Найти в Дзене

Марина Цветаева и ее украшения. Часть пятая. "Чешский оберег или роман души Поэта."

Фото из фондов музея  семьи Цветаевой в Талицах. Стол И. В. Цветаева.
Фото из фондов музея семьи Цветаевой в Талицах. Стол И. В. Цветаева.

....Я снова и снова вчитываюсь в скупые на доброжелательность воспоминания о ней, Марине. Пытаюсь её представить, в платье удобном, свободного покроя, с ремешком на талии, темных тонов, иногда - с воротничком, светлым, с брошью, без броши. С причёской пажа, обрамлявшей высокий лоб. Светлые золотистые волосы рассыпались прядями, должно быть, были мягкими, и она хорошо за ними ухаживала. Когда могла. Если не могла - брила голову, чтобы не завелись вши, Это в голодной Москве, тифозной, прокуренной и дымной, и в эмиграции, когда все переболели скарлатиной, инфлюэнцей. С того времени часто ходила в платке: бесконечная стирка и готовка требовали такого облика. В платке её помнит и Арсений Тарковский, и то, как она стирала в тазу одежду, и как её руки мелькали в мыльной пене, и мокрое серебро браслетов сверкало на солнце.

Марина Цветаева в чешском ожерелье. Фото - М. Ю. Миртаевой.
Марина Цветаева в чешском ожерелье. Фото - М. Ю. Миртаевой.

Марк Слоним писал о Марине так:» Порою она вскидывала голову, и при этом разлетались ее легкие золотистые волосы, остриженные в скобку, с челкой на лбу. При каждом движении звенели серебряные запястья ее сильных рук, несколько толстые пальцы в кольцах — тоже серебряных — сжимали длинный деревянный мундштук: она непрерывно курила. Крупная голова на высокой шее, широкие плечи, какая-то подобранность тонкого, стройного тела и вся её повадка производили впечатление силы и легкости, стремительности и сдержанности».

Сила, стремительность, сдержанность. Все это всегда в ней было.

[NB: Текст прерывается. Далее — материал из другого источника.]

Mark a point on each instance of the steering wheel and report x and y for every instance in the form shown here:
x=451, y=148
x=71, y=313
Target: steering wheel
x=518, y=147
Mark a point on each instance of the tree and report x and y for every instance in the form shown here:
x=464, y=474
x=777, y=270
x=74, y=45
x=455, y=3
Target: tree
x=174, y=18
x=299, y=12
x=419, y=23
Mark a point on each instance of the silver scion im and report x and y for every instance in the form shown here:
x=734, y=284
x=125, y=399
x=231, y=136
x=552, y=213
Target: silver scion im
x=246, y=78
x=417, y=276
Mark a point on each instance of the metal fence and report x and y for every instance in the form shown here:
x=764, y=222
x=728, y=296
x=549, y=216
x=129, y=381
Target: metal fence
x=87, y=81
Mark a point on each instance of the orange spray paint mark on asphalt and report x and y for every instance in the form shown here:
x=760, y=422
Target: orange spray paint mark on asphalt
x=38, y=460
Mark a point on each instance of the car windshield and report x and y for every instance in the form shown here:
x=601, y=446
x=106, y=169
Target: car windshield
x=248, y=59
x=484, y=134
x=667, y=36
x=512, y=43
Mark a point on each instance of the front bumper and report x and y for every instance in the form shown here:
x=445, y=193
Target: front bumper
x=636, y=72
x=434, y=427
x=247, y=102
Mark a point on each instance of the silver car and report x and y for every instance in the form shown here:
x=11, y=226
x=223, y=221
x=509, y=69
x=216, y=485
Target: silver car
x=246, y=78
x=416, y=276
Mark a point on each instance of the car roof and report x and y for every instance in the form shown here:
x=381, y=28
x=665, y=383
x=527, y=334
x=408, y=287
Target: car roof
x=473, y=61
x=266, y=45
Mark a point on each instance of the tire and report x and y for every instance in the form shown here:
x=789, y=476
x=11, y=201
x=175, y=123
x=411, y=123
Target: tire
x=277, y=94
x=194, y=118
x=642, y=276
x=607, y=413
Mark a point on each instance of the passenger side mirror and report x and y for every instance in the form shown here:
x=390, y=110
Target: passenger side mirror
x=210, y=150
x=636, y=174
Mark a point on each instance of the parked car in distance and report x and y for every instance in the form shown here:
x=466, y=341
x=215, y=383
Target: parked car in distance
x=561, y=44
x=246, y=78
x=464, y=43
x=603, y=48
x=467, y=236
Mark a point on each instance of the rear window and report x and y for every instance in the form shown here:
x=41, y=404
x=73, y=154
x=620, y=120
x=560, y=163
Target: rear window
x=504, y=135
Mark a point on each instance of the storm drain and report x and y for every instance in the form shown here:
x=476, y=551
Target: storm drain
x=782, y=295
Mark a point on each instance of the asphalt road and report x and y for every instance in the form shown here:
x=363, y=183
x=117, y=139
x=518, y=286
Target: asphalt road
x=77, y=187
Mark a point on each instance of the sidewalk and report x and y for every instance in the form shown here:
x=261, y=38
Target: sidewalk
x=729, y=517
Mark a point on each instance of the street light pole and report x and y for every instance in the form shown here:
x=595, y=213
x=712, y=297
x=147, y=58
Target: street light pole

К моменту возвращения в Россию в конце тридцатых годов, Марина не утратила стремительность походки, не сутулилась, но как то внутренне сжалась вся, и опустилась в горечи уголки её губ, когда то чуть полноватые, с лёгким лукавым изломом. Она не следовала за модой, но мода шла за нею. Стала востребованной короткая стрижка паж или каре, слегка волнистые волосы, сдержанность в тонах костюма и украшений. Марина Ивановна была именно такой: «тишина» её наряда лишь подчеркивалась слегка индивидуальными штрихами - шарфик, берет, и, вместе с браслетами на запястьях – сильных и гибких, рабочих, жилистых, - неизменный мундштук и ожерелье. Низка бус. О них, бусах из Чехии, я хочу еще немного рассказать.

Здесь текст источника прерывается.